It's not every day you meet someone born and raised in Africa who ends up a leading an LDS art movement at BYU, only to be excommunicated later for his homosexuality. And that's just part of artist Trevor Southey's incredible biography.
Long-time Utahn Southey is the subject of a new career retrospective at the Utah Museum of Fine Arts, and his story of his African roots, religious conversion and ultimate grappling with his sexuality is told in a stunning series of paintings, etchings and sculpture's spanning a good half-century of work.
Thursday afternoon, the museum on the University of Utah campus is hosting a reception from 4:30 to 6:30 p.m., where the public can take its first look at Trevor Southey: Reconciliation, and meet the charming man himself. Immediately following the artist reception, there will be a panel discussion at UMFA on the "Alpine Ideal," the 1970s Utah art movement that included Southey as well as fellow artists Gary E. Smith, Dennis Smith and Neil Hadlock.
I popped into a Wednesday press preview of Trevor Southey: Reconciliation, and it was eye-opening. I wasn't familiar with Southey's story, the controversy over one of his paintings that formerly resided at the Salt Lake City airport (now in the UMFA lobby), or his work in general. But listening to him discuss the inspiration for various pieces was a treat. He mentioned that his artwork doesn't really "fit in anywhere," yet his talent both as a painter and sculptor is undeniable when you look at his pieces.
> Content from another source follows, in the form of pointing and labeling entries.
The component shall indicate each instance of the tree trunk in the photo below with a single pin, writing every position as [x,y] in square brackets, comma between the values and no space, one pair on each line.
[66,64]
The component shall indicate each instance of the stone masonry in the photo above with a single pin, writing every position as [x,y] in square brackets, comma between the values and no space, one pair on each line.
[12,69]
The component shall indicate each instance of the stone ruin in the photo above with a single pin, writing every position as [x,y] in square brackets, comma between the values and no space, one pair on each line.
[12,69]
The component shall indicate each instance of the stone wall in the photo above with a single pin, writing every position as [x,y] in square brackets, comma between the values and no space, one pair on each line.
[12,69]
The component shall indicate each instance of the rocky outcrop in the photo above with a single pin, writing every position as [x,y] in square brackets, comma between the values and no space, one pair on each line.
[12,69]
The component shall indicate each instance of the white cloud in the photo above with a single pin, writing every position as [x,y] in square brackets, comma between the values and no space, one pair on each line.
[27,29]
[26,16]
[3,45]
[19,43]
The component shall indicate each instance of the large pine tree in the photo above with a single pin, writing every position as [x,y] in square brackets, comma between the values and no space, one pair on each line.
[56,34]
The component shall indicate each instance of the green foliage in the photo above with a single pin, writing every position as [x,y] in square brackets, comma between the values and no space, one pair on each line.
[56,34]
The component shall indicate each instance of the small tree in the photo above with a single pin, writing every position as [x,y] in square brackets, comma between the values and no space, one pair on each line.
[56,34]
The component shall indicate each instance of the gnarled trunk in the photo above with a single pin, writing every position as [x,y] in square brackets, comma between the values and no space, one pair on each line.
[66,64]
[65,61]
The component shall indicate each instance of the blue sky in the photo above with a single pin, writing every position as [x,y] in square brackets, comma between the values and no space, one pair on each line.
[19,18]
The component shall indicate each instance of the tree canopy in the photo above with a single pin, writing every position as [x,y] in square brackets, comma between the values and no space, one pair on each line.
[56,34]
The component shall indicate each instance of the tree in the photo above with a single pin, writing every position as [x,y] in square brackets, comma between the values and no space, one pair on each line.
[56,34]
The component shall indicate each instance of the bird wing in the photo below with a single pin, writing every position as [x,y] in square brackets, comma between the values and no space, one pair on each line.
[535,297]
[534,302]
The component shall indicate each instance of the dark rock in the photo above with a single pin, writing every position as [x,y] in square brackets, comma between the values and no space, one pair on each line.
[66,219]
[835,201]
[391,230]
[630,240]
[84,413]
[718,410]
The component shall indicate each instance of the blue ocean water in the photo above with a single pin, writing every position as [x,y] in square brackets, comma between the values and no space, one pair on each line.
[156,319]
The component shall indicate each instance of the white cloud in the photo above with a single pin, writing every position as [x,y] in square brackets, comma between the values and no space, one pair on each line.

"For a person raised in deepest, darkest Africa, to find myself in this situation is absolutely stunning," Southey said of having a retrospective show in Utah. And when he showed the gathered media folks the series of paintings that showed his transition from an active LDS member to an out gay man, he joked, "I'm an excommunicated Mormon. They threw me away. I don't blame them."
Tonight's reception and panel discussion are the official opening of Southey's show, which runs through Feb. 13, 2011.
Also competing for your attention Thursday night, the 4th annual Buy Local Utah fundraiser is at the Rico's Warehouse from 6:30 to 9:30 p.m., and includes all sorts of tasty treats.
And Willie Nelson's kid Lukas Nelson and his band Promise of the Real headline a show at The State Room. Opener Sahara Smith starts it off at 8 p.m.